In the second of a series covering our Imagine 2060 partnership with Asia Society, now in its third year, and focusing on ‘Earth’, AECOM’s Asia Pacific President Sean Chiao explores how Singapore is leading the way with its visionary planning and utilisation of the space beneath our feet.

A city is filled with many layers. Some high above the earth’s surface and others far below. Despite having grown by 25 per cent through reclamation, Singapore comprises just 724 square-kilometres of land. With a population that has steadily increased over the last 50 years and is projected to grow even further, the city must maximise the space that it has. But, with its future needs not yet fully known, Singapore’s bold ideas for land-use require effective long-term planning, a people-centric approach and focused political will to be realised.

Planning for the next century

In partnership with Asia Society, AECOM’s Imagine 2060 dialogue in Singapore explored a range of creative solutions, covering vertical farming, floating data centres and solar panels to underground restaurants, hotels, theme parks and even entire cities.

While not required to meet Singapore’s immediate infrastructure needs, these solutions warrant urgent attention. It’s never easy to predict what will be essential 40 to 50 years from now. But, for the benefit of future generations, cities must aim to plan up to 100 years ahead with a stretch population estimate in mind.

As society ages, or climate change progresses, it is critical to have a comprehensive vision for developing each layer of our urban space. Flexibility is needed to optimise a city’s land, and equally important, to incorporate the underground in a holistic masterplan.

Singapore stands at the cutting edge of this revolution, with an approach that goes beyond just including the underground in their city’s existing masterplan. Singapore’s Urban Redevelopment Authority (URA) has created a masterplan dedicated solely to the city’s subterranean space.

Is there life beneath the surface?

Most people have no issue with moving, wherever possible, transportation infrastructure and services, such as utility lines, drainage, sewage, water storage and power stations underground, to free up land area for residential and recreational purposes. Yet many still feel it is an unnatural ecosystem for day-to-day living.

Unless the public can be convinced of a greater benefit, the added expense of building to live below ground may not be justifiable, and extensive socialisation is required before any real traction can be made. This is despite functioning and thriving below-ground facilities and communities, such as the West Kowloon Terminus (WKT) in Hong Kong, Ewha Womans University Campus Centre in Seoul, the ancient underground city of Derinkuyu in Turkey, and cities including Helsinki and Montreal, that users and residents find liveable, safe and beautiful.

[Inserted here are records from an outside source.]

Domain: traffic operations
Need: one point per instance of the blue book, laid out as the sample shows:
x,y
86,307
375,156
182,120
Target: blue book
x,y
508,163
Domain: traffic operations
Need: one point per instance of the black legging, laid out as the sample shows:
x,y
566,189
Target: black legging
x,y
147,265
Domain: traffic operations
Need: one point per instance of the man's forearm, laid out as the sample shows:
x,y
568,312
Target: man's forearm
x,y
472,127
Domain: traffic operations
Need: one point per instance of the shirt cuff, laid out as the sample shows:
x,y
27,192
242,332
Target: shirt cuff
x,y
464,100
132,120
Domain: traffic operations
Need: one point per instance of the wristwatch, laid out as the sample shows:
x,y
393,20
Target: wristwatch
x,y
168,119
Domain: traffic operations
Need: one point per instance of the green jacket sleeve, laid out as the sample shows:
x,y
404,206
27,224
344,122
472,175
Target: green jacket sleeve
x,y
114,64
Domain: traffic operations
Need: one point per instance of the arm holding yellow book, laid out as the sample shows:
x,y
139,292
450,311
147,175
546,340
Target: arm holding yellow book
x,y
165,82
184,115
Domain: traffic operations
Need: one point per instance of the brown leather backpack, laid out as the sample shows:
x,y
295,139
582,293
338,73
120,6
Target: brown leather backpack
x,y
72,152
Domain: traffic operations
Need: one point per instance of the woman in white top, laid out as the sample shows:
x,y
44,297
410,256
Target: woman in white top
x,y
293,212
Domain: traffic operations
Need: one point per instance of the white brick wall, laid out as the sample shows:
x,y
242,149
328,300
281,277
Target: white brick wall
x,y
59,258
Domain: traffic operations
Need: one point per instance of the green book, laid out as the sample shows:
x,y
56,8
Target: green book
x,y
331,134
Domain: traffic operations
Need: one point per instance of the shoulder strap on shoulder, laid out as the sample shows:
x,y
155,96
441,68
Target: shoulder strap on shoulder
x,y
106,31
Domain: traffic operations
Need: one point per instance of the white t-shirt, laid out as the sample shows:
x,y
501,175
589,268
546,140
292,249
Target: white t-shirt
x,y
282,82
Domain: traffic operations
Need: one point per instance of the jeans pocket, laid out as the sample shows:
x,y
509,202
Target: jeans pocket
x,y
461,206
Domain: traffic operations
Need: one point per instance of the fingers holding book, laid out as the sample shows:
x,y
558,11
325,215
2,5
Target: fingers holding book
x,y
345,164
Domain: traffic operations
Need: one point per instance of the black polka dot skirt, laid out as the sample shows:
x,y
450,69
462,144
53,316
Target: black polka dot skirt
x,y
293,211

Building below ground today

While the city’s current plan does not involve citizens living or studying below ground, Singapore is leading the way with a wide array of underground projects — both existing and in the works. This comprises an extensive MRT system, including the 43-kilometre Thomson-East Coast Line that is currently under construction, and the Tuas Terminal that involved reclamation of some 350 hectares of land to facilitate shifting the current port to Pasir Panjang, making space for further development.

The Jurong Island-Pioneer Tunnel — spanning 5 kilometres — contains transmission cables that will replace eight existing circuits running across Singapore. The cables will carry 20 per cent of the city’s current electricity supply. Building the tunnels 50-80 metres deep underground ensures that repair and replacement works are more efficient, causing minimal disruptions to the public.

Singapore is also exploring the use of underground space to collect excess stormwater through an island-wide network of tunnels, which transports the water to an underground reservoir cavern. This would help to strengthen the city’s current drainage infrastructure in preparation for a future in which climate change causes extreme storms.

Land use in 2060

Public sector leaders must consider land optimisation a priority, if innovative ideas to meet population growth are to become reality. Relocating public utilities and other communal services not only requires large amounts of government funding and support, but also focused, long-term strategic planning. Singapore serves as an example of strong government leadership keen to ensure the future liveability of their ‘City in a Garden’.

Whether the discussion is on water, air or land, political will determines the pace of change. As we Imagine 2060, we should steer away from complacency and remain open to pioneering options for urban planning and land use, both above and below ground.